Уж лучше тебе уехать, Мосс, сказал отец. Не скажу, что в Англии будет просто. Там совсем не просто. Я тебе рассказывал про свою черную полосу в Вулверхэмптоне? Это еще до того, как мы встретились с твоей матерью. Паршиво тогда было в Вулверхэмптоне, Мосс. Черные ели собачий корм. У меня настала непростая полоса. Не знал, куда кривая вывезет.
Дневной свет в полчетвертого тогда был скудный и злой. Знакомый голос комментатора успокаивал не хуже лекарства. Мир давил со всех сторон, но в то же время раскрывался, словно в дыхании, – и Морису Хирну было девятнадцать лет. Тут как гром среди ясного лондонского неба в «Хайбери» случился чудесный гол – удар с лёта, умный удар, с тридцати метров. Отец без раздумий вскочил и зааплодировал. Морис улыбнулся, но вот поведение отца ему не понравилось. Сел обратно отец уже с гримасой. Морис уже тогда следил за собственными настроениями и их перепадами и знал, что это само по себе нехороший знак. Внутреннее ощущение от того, что он единственный ребенок в семье, нельзя было передать словами. Тут как гром среди ясного зимнего неба раздались слова отца – он сказал как отрезал:
Ты совсем не похож на моих родных, Морис. Ты пошел в нее.

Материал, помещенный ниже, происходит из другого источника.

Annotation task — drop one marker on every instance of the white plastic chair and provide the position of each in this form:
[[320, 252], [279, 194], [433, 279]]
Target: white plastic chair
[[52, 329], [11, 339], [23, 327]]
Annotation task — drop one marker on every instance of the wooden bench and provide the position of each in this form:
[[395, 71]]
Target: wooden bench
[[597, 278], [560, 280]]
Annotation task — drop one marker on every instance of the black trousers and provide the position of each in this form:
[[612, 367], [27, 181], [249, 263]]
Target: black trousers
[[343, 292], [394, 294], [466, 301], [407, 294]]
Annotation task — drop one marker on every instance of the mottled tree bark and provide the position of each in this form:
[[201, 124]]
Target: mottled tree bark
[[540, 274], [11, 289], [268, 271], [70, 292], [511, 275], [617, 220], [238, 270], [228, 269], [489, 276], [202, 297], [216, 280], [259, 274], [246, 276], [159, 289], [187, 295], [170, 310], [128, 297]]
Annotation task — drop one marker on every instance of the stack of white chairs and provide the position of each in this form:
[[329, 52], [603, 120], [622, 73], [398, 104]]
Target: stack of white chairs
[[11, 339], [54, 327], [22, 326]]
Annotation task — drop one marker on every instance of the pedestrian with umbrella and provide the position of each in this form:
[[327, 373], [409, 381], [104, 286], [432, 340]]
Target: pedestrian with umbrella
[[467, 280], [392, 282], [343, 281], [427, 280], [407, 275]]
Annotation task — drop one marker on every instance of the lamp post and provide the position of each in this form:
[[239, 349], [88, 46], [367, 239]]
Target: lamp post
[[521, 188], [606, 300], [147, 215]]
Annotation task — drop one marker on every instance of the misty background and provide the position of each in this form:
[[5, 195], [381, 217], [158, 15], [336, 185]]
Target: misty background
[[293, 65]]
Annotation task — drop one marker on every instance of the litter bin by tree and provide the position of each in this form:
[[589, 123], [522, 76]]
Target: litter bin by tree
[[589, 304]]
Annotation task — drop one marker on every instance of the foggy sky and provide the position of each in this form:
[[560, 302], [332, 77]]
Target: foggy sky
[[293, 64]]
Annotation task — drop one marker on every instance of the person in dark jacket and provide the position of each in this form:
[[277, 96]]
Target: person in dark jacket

Морис узнал в словах и великодушие, и попытку успокоить – и не повелся.
И уж лучше тебе тут не засиживаться, Мосс.
Пару недель спустя, Чарли? Еще Рождество не кончилось, а старик – уже опять в закрытой палате.
Сурово, Морис.
Серые, как дым, кирпичи. Викторианское наследие. Дурка. Зеленый коридор, где бредешь по колено в трех сотнях лет боли и страданий. В саму палату Мориса тогда не пустили. Проводили в комнату для посетителей, напоминавшую допросную. Все сыро, облезает; ощутимая интенсивная ненависть казенной Ирландии. Морис ждал и курил. Через некоторое время дюжий медбрат привел шаркающего отца. Отец при виде Мориса разрыдался. На лице там, где его небрежно брили, остались мелкие порезы.
Ох, пап, ну ты чего, а?
Морис потянулся через стол, чтобы коснуться руки отца – твою-то мать – но что-то его остановило.
(Что-то? Земля, воздух, небо; наша церковь, наше море, наша кровь.)
От кого это тебе достались такие охрененные тапочки?
От бигфута, сказал отец.
Медбрат принес кружку чая и печенье с заварным кремом. Отец ел безрадостно и быстро, как будто это наказание, и чай кончился после пары здоровых фермерских глотков. Он был деревенским парнем, которого жизнь всего вывернула наизнанку. В свое время ему вообще не стоило приближаться к городу.